This is a challenging project and not for the *faint hearted*. If you believe you are capable of this project description please bid with some reference (if any).
We are in need of a proof-of-concept / prototype program to do the following. (Please note there is a high chance of further engagement should the prototype is successful and we are awarded the project from our client).
1. Physical document will be scanned and OCR
2. A module developed by you will recognise key words in a dictionary and sectionized into textual objects.
3. Another module will display the textual objects and allow mapping to columns in a destination table. The mappings and sections identified will be saved to a template. This module also allow user to modify the sections if not correctly identified.
4. Subsequent documents scanned will input into database directly using template from step 3.
There can be many variants of documents where key words are in different locations and sections are also of different variable length and width.
A typical type of document - quotation, tender
Example of key words : Qty, quantity, item description, price, cost, item cost.
**+ We are paying for this prototype/proof-of-concept work. If our client accepts the work and proceed with us to the project stage, then you will be accepted for extension of work with higher value reward.
+ Please take a look at some of the samples of documents. Our understanding is that there can be hundreds of variants documents.
+ The most crucial part of this prototype is the recognition module where some cognitive/artificial intelligence routines will be required.
+ A suggestion is to recognise the sections, then form XML tags around the text, and in the designer module, allow visual rearrangement of the sections before mapping to the columns in a table for a database (preferably SQL server)
**What we require from you
**Please reply with **a bid** and **indicative timeline** you will require to develop this proof-of-concept. To help us make the best selection, please provide some high level details on how you plan to go about this project.
**Additional notes: 22nd June 2004 (Please see platform section)**
1) Complete and fully-functional working program(s) in executable form as well as complete source code [all source code produced by provider with exception to 3rd party controls/dll] of all work done.

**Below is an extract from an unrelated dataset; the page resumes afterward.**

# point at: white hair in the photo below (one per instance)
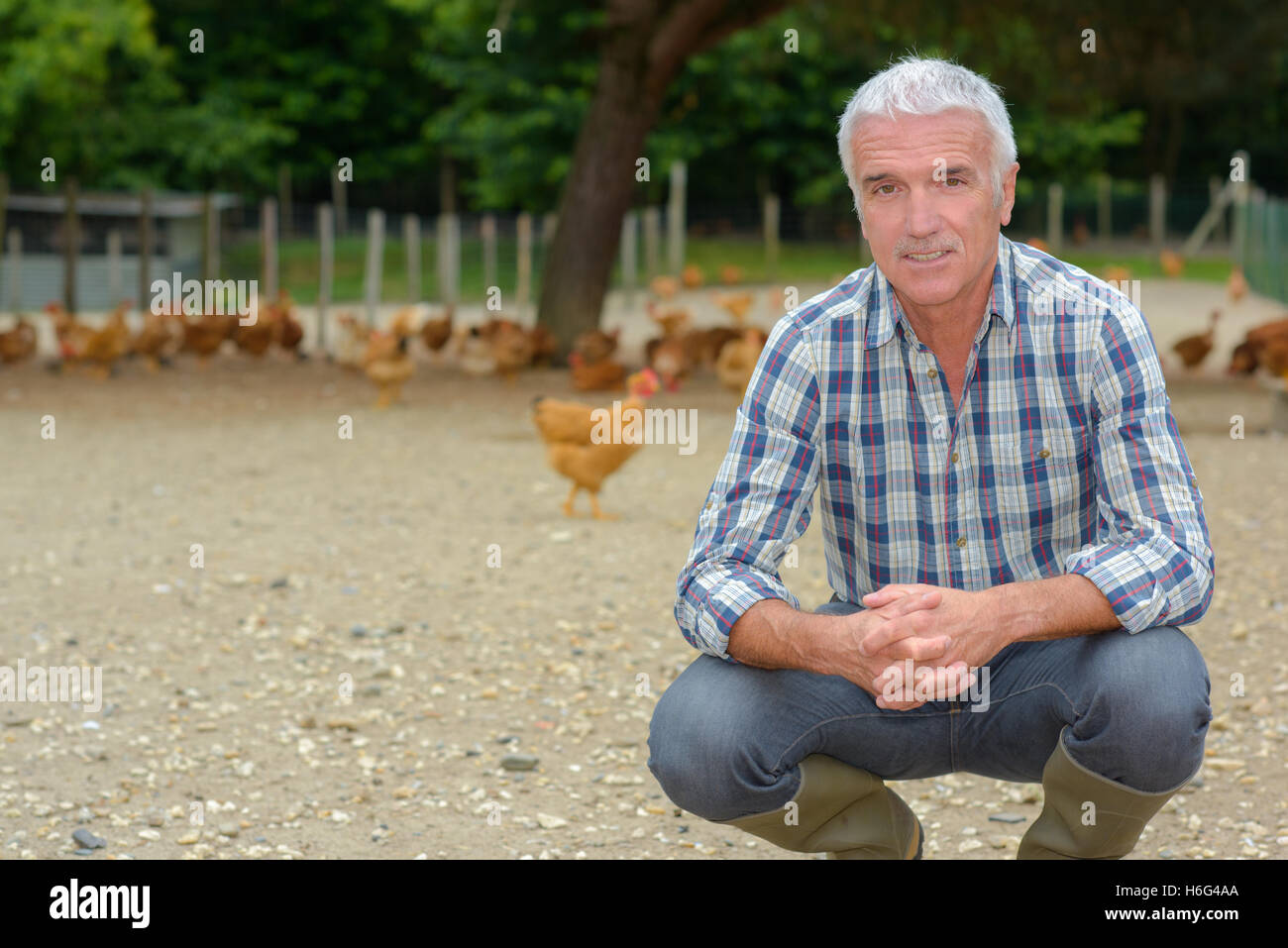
(917, 85)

2) Deliverables must be in ready-to-run condition, as follows (depending on the nature of the deliverables):
a) For web sites or other server-side deliverables intended to only ever exist in one place in the Buyer's environment--Deliverables must be installed by the Seller in ready-to-run condition in the Buyer's environment.
b) For all others including desktop software or software the buyer intends to distribute: A software installation package that will install the software in ready-to-run condition on the platform(s) specified in this bid request.
3) All deliverables will be considered "work made for hire" under U.S. Copyright law. Buyer will receive exclusive and complete copyrights to all work purchased. (No GPL, GNU, 3rd party components, etc. unless all copyright ramifications are explained AND AGREED TO by the buyer on the site per the coder's Seller Legal Agreement).
**Additional notes: 22nd June 2004**
My developer has tried using Scansoft OmniPage OCR and we have attached the result (please see attachment). As you can see, the OCR has done a nice job with the accuracy as well as the auto layout. Assuming we can get this kind of results to you as a .rtf or .doc file, your heuristic program will take on from step 2 (see above).